Estonian historian (born 1963)

Enn Küng (born October 31, 1963) is an Estonian historian and lecturer at the University of Tartu.

==Early life and education==
Enn Küng was born in Tallinn. He studied history at Tartu State University from 1982 to 1988. He received his master's degree in 1992 and his doctorate in 2001.

==Career==
From 1992 to 2005, Küng worked at the Estonian Historical Archives. Since 1994 he has been a lecturer at the University of Tartu, and since 2005 he has been an associate professor at the Department of Estonian History. Küng has mainly researched the early modern period of Estonia and Sweden (16th and 17th centuries). He is particularly interested in economic and trade policy. In 2002 he received an award for the best Estonian history book for his doctoral thesis.

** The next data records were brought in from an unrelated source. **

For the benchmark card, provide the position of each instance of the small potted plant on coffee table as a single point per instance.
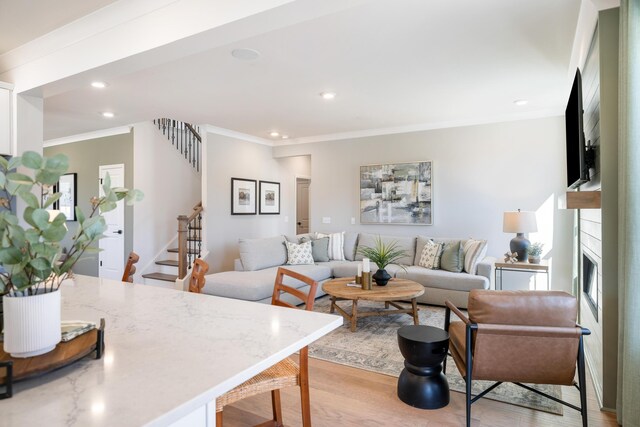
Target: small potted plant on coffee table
(382, 254)
(534, 252)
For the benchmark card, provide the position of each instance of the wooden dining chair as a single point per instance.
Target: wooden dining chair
(130, 268)
(283, 374)
(197, 281)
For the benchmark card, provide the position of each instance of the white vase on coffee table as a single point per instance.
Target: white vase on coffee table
(31, 324)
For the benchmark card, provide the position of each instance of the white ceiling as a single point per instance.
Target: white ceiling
(43, 16)
(394, 64)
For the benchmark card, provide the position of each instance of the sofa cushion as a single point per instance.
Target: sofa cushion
(474, 251)
(299, 253)
(257, 254)
(258, 285)
(452, 258)
(443, 279)
(431, 254)
(343, 268)
(298, 237)
(350, 245)
(421, 240)
(336, 245)
(320, 249)
(408, 244)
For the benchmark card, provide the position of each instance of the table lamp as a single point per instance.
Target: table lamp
(520, 222)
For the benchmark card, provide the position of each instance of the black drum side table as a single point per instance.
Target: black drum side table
(421, 383)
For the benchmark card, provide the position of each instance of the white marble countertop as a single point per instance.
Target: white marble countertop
(167, 353)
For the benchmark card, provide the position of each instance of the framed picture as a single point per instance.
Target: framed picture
(47, 192)
(397, 193)
(67, 202)
(243, 196)
(269, 198)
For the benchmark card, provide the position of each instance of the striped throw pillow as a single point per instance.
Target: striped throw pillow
(336, 245)
(474, 251)
(430, 257)
(298, 254)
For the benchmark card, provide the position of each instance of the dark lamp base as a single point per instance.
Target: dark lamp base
(519, 245)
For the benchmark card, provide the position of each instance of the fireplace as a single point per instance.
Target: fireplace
(590, 283)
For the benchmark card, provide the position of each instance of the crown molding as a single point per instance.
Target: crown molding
(237, 135)
(421, 127)
(87, 136)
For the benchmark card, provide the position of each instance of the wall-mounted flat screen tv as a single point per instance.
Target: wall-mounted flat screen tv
(577, 170)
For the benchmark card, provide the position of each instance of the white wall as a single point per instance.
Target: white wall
(171, 187)
(232, 158)
(478, 173)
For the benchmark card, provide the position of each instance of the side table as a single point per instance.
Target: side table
(421, 383)
(521, 267)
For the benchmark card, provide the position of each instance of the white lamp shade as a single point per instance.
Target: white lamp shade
(520, 222)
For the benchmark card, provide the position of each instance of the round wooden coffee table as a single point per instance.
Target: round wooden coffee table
(395, 290)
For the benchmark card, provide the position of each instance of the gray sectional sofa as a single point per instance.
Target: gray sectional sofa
(259, 260)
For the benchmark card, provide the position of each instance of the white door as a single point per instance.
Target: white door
(111, 258)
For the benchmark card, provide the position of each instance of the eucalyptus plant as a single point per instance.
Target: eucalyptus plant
(383, 254)
(31, 252)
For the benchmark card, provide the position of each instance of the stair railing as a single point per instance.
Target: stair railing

From 2000 to 2010, Küng was the chairman of the Academic Historical Society. In 2013, a new version of the third volume of the series Eesti ajaloo (Estonian History), edited and compiled by Küng, was published.

==Awards and recognitions==
- 2013: University of Tartu Badge of Distinction
- 2023: Estonian National Research Award in the Humanities

==Publications==
- 1992: Võõrastekaubanduse reguleerimine Narvas ja linna suhted Läänega XVII sajandi teisel poolel (Regulation of Foreign Trade in Narva and the City's Relations with the West in the Second Half of the 17th Century). Master's thesis. Supervisor: Helmut Piirimäe. Tartu, 1992.
- 1996: (editor) Arnold Soom. Mälestusi (Arnold Soom. Memoirs).Tartu: Eesti Ajalooarhiiv.
- 2000: (with Dirk-Gerd Erpenbeck) Narvaer Bürger- und Einwohnerbuch 1581–1704 (The Narva Citizen and Resident Register 1581–1704). Dortmund: Forschungsstelle Ostmitteleuropa.
- 2001: Rootsi majanduspoliitika Narva kaubanduse küsimuses 17. sajandi teisel poolel (Swedish Economic Policy Regarding Narva Trade in the Second Half of the 17th Century). Dissertation. Tartu: Eesti Ajalooarhiiv.
- 2002: (editor) Läänemere provintside arenguperspektiivid Rootsi suurriigis 16./17. sajandil (Development Prospects of the Baltic Sea Provinces in Sweden as a World Power in the 16th/17th Centuries). Tartu: Eesti Ajalooarhiiv.
- 2004: "Über die Grösse der Bevölkerung Narvas und Ivangorods in der Mitte des 17. Jahrhunderts" (The Population Size of Narva and Ivangorod in the Middle of the 17th Century). In: Aus der Geschichte Alt-Livlands: Festschrift für Heinz von zur Mühlen zum 90. Geburtstag. Münster: LIT.
- 2005: "Johann Köler und die Druckerei in Narva 1695 bis 1705" (Johann Köler and the Printing Press in Narva 1695 to 1705). In: Buch und Bildung im Baltikum: Festschrift für Paul Kaegbein zum 80. Geburtstag. Munich: LIT.
- 2006: (editor) Läänemere provintside arenguperspektiivid Rootsi suurriigis 16/17. sajandil. II (Development Prospects of the Baltic Sea Provinces in Sweden as a World Power in the 16th/17th Centuries. II). Tartu: Eesti Ajalooarhiiv.
- 2008: (with Aive Küng and Toomas Türk) Eesti rahvuslik postiteenistus 90 (Estonian National Postal Service 90). Tartu: Eesti Post, Postimuuseum.
- 2022: Mercuriuse ja Marsi vahel: Hansalinn Tallinn Rootsi riigi haardes. 1561–1632 (Between Mercury and Mars: The Hanseatic City of Tallinn under Swedish Rule. 1561–1632). Tallinn: Tallinna Linnaarhiiv.